Aterrizaje en Mallorca: la aventura continúa

Vuelvo al embrujo de la isla como el reencuentro de un viejo amigo. La realidad efervescente y orgánica de las Baleares se mueve en un turbión luminoso de influencias variopintas en el vertiginoso fluir del tiempo. Tierra de tolerancia y pragmática, cosmopolita, deja entrever, al poco que se le conoce, una idea que revela el orgullo de sí misma:  si arrastra en su encanto tantas  gentes y negocios, si desde todos los rincones del mundo han venido a quedarse formando colonias de ingleses, alemanes o noruegos  es porque toda esa gente ha querido venir, ya que Mallorca no los ha llamado. 

La isla es hoguera de vanidades del mundo occidental, un emporio y tierra de promisión, pero se muestra siempre madre celosa de sus vástagos, de ahí que en estos se haya forjado un carácter que  muestra una condescendiente pero distante cortesía con los forasteros.

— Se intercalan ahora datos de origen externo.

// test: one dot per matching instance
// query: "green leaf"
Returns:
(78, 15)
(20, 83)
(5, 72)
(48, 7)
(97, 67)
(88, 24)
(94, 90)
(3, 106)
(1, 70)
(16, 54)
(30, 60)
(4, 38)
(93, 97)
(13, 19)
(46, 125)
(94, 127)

Es la raza de unos hombres fuertes criados en una tierra áspera a quienes no se les ha dado nada y crecen fortalecidos en sus propias tradiciones, valiéndose muchas veces del forastero para sobrevivir pero con el que raramente comparten su visión, que consideran frívolas frente a su cultura milenaria. Baleares, joya del mediterráneo,  se desdobla en su encanto provinciano,  tierra bondadosa y humilde entre higueras y arcanos, sigue siendo un misterio de poderosa atracción. Vuelvo a recorrer, concreta y luminosa, esta tierra. Regresa, poderosa, la aventura.